Infectious diseases don’t need a passport to become global travelers. They hitch rides on airplanes, sail through customs unchecked and rapidly spread what might have started as an isolated outbreak to distant countries.

When that happens with viruses such as Ebola or Zika, the disease detectives and public health experts of the U.S. Centers for Disease Control and Prevention are often among the first responders a country calls for help.

Woman holding baby as health worker scans them for disease (© AP Images)
A mother and child are screened for Ebola in Sierra Leone in 2014. The U.S. Centers for Disease Control and Prevention trained 600 health workers across West Africa. (© AP Images)

Some of its experts may already be close at hand. “We have 1,700 people in more than 50 countries,” said Rebecca Martin, an epidemiologist who directs the Center for Global Health, the agency’s international arm.

While the agency’s mandate is to protect Americans’ health at home and abroad, it has long operated on the principle that, as Director Tom Frieden puts it, “it’s a lot safer, more effective and less expensive to stop threats where they emerge.” In doing so, it makes the world a healthier place for everybody.

During the 2014 fight to stop the Ebola epidemic in West Africa, the Center for Global Health sent in hundreds of staff members in waves. They went to do what Martin calls “bread-and-butter work” — helping countries build the capacity of their own public health systems to investigate and respond to outbreaks.

Field workers learn how to meticulously trace those who have come into contact with someone with an infectious disease.
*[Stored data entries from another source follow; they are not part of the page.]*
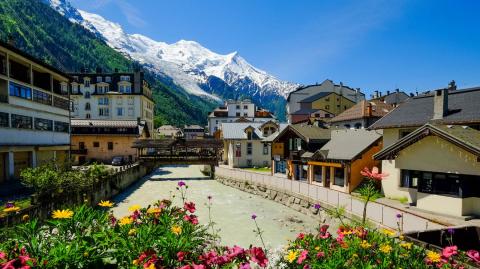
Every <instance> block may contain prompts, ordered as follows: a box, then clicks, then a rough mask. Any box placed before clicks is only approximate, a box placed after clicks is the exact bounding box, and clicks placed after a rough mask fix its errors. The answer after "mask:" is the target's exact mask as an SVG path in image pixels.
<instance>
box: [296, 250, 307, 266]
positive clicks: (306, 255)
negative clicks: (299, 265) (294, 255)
mask: <svg viewBox="0 0 480 269" xmlns="http://www.w3.org/2000/svg"><path fill="white" fill-rule="evenodd" d="M307 255H308V251H306V250H304V251H302V253H300V256H299V257H298V260H297V263H298V264H302V263H303V261H305V260H306V259H307Z"/></svg>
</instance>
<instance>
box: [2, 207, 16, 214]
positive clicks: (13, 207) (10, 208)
mask: <svg viewBox="0 0 480 269" xmlns="http://www.w3.org/2000/svg"><path fill="white" fill-rule="evenodd" d="M17 211H20V207H18V206H12V207H7V208H5V209H4V210H3V212H5V213H10V212H17Z"/></svg>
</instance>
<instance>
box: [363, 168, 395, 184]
mask: <svg viewBox="0 0 480 269" xmlns="http://www.w3.org/2000/svg"><path fill="white" fill-rule="evenodd" d="M360 174H362V176H364V177H368V178H370V179H373V180H378V181H380V180H382V179H383V178H384V177H386V176H388V174H386V173H379V172H378V167H376V166H374V167H373V168H372V171H370V170H369V169H368V167H365V168H363V170H362V171H361V172H360Z"/></svg>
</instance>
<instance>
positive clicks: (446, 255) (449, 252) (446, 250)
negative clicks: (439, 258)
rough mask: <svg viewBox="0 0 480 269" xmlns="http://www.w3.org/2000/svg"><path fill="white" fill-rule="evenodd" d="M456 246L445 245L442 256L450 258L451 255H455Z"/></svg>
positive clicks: (456, 247)
mask: <svg viewBox="0 0 480 269" xmlns="http://www.w3.org/2000/svg"><path fill="white" fill-rule="evenodd" d="M457 250H458V249H457V246H449V247H445V248H444V249H443V250H442V256H443V257H445V258H447V259H448V258H450V257H451V256H454V255H457V254H458V251H457Z"/></svg>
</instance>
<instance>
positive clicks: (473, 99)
mask: <svg viewBox="0 0 480 269" xmlns="http://www.w3.org/2000/svg"><path fill="white" fill-rule="evenodd" d="M479 103H480V87H479V88H472V89H465V90H456V87H455V86H454V85H452V84H451V85H449V88H447V89H439V90H436V91H433V92H429V93H427V94H424V95H420V96H415V97H412V98H410V99H408V100H406V101H405V102H404V103H402V104H400V105H399V106H398V107H397V108H395V109H394V110H393V111H392V112H391V113H389V114H387V115H386V116H385V117H383V118H382V119H380V120H378V121H377V122H376V123H374V124H373V125H372V126H371V129H378V130H379V129H383V141H384V146H383V149H382V151H381V152H379V153H377V154H376V155H374V158H375V159H377V160H381V161H382V170H383V172H385V173H387V174H388V176H387V177H386V178H385V179H384V180H382V190H383V192H384V194H385V196H386V197H388V198H407V199H408V201H409V202H410V203H411V204H412V205H415V206H416V207H417V208H419V209H423V210H428V211H431V212H436V213H441V214H448V215H454V216H467V215H472V214H474V215H476V214H480V203H479V199H480V193H478V191H477V190H478V189H479V187H478V186H479V185H478V182H480V165H479V160H480V158H479V156H480V154H479V153H480V151H479V149H480V148H479V147H480V132H479V131H478V130H479V129H480V112H479V109H478V104H479ZM438 205H441V207H439V206H438Z"/></svg>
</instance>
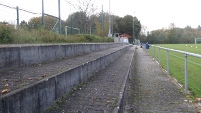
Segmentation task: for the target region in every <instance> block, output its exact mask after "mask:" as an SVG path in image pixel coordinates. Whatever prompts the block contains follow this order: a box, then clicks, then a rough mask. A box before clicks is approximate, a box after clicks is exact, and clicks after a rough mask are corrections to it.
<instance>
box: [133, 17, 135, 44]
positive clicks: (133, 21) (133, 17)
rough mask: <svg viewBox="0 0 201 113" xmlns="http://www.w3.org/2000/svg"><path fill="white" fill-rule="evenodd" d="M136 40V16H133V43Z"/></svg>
mask: <svg viewBox="0 0 201 113" xmlns="http://www.w3.org/2000/svg"><path fill="white" fill-rule="evenodd" d="M134 42H135V17H134V16H133V44H134Z"/></svg>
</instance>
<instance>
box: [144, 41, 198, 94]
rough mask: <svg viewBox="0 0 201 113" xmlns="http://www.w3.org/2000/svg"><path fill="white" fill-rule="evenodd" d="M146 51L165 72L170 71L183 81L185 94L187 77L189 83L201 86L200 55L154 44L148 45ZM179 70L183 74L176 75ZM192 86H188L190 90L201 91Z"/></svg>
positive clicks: (187, 92) (186, 92)
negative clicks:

They knock on doors to find possible new cases, give diagnostic tests and enroll people in long-term studies. It was once routine to send specimens back to Atlanta for analysis, but now, with the center’s help, many developing countries operate sophisticated labs of their own, providing faster results.

Three women talking, one holding baby (© AP Images)
Global Health Center pediatrician Alexia Harrist (right) studies the Zika virus. She says goodbye after examining Janine Santos’ baby, Shayde Henrique, who was born with microcephaly in João Pessoa, Brazil. (© AP Images)

“We’ve worked for decades to ensure countries have the capacity to do this for themselves,” said Martin, who was posted to Africa for six years.

When an unfamiliar disease breaks out, the agency quickly publishes treatment guidance in its Morbidity and Mortality Weekly Report. “If you wait to get that into the traditional medical literature, [it will be] a year before clinicians see the information,” said Lauren Sauer, a Johns Hopkins University expert on emergency response.

The center does medical sleuthing across the United States, too, sometimes uncovering international connections, as when it traced a measles outbreak at Disneyland to a strain in the Philippines.

Worker in protective suit spraying insecticide in junkyard surrounded by tropical trees (© AP Images)
A municipal worker sprays insecticide in a junkyard in João Pessoa, Brazil, to combat mosquitos that transmit the Zika virus. A Center for Global Health team carried out a study in the town in Paraíba state on how to stop transmission of the virus. (© AP Images)

Dr. Daniel Bausch, a Geneva-based infectious disease specialist for the World Health Organization, said the U.S. health agency combines “a unique blend of epidemiologists and public health experts [with] a wealth of very, very good scientists.”

New threats such as Middle East respiratory syndrome (MERS), severe acute respiratory syndrome (SARS) and deadly flu strains have arisen fast and furiously of late, underscoring the importance of the agency’s international role, Bausch said.

“It’s like seeing a raging fire in the distance and saying, ‘Well, I’m not going to react until it gets to my house.’ Then it’s too late. The only real way to stop it is to go where the action is,” he said.